Morning all. Did everyone already know that an alarm clock only works properly if you move the switch from OFF to ON?
Yeah, I figured as much.
I have two alarms. One of them, I set with the proper time but forgot to switch it to the ON postition. The other one, I set for 6 PM instead of 6 AM.
Juliana - glad to hear that counseling went well.
Holding back now won't help in the long run.
Yes'm. I didn't want to talk that much last night. Don't like crying in the first session.
Perkins, are you and Lexine going to Serenity this weekend?
And, juliana, I'm glad to hear your session went well last night. I'm sure that listening is just as important as talking, so a healthy dose of both is a good thing.
{{juliana}} I hate crying in front of strangers, even ones paid to listen to me cry.
Confession time. I have not mailed out my tiara yet. If someone here hasn't yet received her tiara, please do not feel unloved. I have been looking for the right things to include and have been frozen by my inability to find something I can afford that is worthy of her. I will probably end up with chocolate. It SHOULD go out this coming Monday because payday (glorious payday!) is on Friday.
Perkins, are you and Lexine going to Serenity this weekend?
We are and I kept meaning to email you about it yesterday, but there was much troll logic everywhere that had to be dealt with. Sunday Matinee-- wanna go?
Juliana, not crying can be good. The "as much as you want" thing is key, I think.
Nicole, when my alarm went off at 4am, I reprogrammed it, in my sleep, to 5am. I felt like I had slept in...it was wonderful. Since it only kept me from going into work an hour early, as I have been doing for the last 2 weeks, it was not a problem.
I'm kinda worried about my helper who is here from Boise. She has not appeared yet today. She is not answering her cell phone either.

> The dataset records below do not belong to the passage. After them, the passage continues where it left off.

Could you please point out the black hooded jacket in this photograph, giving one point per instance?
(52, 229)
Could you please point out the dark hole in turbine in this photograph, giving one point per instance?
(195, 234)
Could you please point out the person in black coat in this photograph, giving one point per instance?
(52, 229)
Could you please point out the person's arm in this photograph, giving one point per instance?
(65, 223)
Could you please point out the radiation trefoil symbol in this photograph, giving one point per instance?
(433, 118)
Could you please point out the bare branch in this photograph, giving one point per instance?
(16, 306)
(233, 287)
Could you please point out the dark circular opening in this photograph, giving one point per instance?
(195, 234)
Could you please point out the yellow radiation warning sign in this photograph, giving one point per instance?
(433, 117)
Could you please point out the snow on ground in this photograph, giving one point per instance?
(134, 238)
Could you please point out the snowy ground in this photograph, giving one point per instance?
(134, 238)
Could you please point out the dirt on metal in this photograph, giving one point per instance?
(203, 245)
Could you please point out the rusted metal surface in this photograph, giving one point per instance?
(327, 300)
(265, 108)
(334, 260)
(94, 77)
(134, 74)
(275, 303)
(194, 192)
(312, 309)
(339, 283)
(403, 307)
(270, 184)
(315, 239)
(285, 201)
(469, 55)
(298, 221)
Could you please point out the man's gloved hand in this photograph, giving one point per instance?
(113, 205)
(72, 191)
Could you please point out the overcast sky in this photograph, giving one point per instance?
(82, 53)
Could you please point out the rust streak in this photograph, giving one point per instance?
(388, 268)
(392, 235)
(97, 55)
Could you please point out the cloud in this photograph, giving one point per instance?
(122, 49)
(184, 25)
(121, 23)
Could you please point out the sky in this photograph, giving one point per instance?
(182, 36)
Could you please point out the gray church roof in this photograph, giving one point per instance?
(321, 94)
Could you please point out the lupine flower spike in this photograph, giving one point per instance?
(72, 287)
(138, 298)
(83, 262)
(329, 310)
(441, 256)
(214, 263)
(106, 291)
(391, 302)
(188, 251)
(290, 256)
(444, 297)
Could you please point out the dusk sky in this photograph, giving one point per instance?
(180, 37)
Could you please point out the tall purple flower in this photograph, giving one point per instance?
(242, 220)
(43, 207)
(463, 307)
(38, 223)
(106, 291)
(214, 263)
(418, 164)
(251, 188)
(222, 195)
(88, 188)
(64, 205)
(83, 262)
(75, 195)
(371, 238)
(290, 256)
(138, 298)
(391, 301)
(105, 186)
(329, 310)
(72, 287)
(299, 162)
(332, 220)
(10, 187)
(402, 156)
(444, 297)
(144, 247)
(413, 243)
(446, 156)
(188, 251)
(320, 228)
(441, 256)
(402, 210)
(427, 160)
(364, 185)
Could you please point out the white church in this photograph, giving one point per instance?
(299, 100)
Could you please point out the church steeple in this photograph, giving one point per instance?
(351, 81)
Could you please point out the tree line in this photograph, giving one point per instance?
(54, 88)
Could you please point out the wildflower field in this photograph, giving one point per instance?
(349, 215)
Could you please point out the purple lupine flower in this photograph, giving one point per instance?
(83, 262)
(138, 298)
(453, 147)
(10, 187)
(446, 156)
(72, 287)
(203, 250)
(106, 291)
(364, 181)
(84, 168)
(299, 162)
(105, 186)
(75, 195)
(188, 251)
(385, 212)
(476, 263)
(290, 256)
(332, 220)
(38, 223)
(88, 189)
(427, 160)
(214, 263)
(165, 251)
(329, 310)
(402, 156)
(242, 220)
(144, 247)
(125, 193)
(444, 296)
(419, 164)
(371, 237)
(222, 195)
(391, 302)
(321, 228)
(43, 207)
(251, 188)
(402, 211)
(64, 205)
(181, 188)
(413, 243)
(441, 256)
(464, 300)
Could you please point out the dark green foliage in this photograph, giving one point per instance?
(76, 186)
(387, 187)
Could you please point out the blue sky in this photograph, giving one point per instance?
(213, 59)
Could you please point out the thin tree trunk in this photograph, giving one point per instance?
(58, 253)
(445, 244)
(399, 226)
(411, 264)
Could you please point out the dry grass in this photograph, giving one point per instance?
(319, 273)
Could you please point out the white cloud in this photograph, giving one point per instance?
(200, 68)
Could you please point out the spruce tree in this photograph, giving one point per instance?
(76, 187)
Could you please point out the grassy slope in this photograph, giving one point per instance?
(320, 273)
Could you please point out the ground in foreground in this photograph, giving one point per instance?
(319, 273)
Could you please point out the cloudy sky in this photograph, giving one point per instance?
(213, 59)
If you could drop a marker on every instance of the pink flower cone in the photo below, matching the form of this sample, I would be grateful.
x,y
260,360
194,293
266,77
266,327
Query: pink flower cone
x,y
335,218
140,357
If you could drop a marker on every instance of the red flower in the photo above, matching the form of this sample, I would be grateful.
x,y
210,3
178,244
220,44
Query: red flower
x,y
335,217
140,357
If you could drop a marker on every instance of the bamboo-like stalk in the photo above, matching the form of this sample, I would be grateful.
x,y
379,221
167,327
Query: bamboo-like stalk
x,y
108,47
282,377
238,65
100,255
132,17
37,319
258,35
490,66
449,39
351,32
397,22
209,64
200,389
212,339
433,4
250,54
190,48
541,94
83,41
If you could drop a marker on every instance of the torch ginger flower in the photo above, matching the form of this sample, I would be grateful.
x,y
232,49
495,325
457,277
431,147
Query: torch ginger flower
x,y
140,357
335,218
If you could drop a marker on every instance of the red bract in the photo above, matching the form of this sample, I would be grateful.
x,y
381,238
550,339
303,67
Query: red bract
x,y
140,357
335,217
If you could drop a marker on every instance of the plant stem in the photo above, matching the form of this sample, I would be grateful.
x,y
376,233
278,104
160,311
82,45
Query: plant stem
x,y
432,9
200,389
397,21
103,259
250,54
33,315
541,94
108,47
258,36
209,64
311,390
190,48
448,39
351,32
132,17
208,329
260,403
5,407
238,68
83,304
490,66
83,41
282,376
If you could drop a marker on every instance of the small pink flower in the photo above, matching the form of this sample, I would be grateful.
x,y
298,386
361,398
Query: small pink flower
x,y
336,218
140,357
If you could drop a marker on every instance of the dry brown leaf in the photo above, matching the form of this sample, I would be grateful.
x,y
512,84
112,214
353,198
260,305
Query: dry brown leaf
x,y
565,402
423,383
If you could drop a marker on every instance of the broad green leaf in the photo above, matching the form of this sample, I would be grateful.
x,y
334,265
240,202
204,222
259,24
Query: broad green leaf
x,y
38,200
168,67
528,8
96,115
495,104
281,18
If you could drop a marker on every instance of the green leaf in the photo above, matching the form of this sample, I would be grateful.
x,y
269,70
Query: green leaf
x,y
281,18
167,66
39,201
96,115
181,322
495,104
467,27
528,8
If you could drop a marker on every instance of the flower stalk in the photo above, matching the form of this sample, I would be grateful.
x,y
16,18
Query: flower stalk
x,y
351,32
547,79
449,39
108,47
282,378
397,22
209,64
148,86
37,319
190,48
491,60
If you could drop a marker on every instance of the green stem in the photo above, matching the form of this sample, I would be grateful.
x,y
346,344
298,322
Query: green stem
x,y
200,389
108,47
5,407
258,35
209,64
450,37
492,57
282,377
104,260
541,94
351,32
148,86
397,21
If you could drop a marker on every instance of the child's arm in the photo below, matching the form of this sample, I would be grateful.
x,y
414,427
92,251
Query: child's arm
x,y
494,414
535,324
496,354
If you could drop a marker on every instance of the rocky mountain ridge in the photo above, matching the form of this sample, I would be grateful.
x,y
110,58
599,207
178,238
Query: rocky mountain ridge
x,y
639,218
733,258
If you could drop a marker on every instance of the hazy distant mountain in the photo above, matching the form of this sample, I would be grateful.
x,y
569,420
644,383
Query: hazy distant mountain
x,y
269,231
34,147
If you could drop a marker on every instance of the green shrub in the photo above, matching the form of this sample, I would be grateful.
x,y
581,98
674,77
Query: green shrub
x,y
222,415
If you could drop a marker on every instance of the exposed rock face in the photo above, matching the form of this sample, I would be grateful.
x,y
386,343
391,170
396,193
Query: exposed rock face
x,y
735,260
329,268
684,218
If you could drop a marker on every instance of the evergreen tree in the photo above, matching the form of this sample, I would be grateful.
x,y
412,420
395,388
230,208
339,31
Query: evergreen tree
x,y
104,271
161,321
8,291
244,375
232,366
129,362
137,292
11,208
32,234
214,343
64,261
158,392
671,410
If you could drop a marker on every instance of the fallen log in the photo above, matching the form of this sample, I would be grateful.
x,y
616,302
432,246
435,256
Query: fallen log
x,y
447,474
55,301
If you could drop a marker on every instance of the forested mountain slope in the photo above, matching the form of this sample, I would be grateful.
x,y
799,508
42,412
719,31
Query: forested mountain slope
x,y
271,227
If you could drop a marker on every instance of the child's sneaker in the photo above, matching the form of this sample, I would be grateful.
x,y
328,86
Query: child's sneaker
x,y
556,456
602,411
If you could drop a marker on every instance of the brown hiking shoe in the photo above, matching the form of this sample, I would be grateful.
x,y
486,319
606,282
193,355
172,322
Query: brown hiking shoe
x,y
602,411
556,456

So very much not it, I hope.
t runs in and touches her nose
NOT IT NOT IT NOT IT
Not it. Either it. Though despite how dreadful the timing would be if I were pregnant right now, I'd rather be pregnant than jump out of an airplane. I'm not afraid of heights as long as I have solid ground beneath my feet, and if there's a railing instead of a wall, it has to be above hip level. But I have trouble climbing ladders, I hate walking over sidewalk grates, and I get nervous in the front row of our church's balcony because the rail isn't quite high enough. So parachuting? Right out.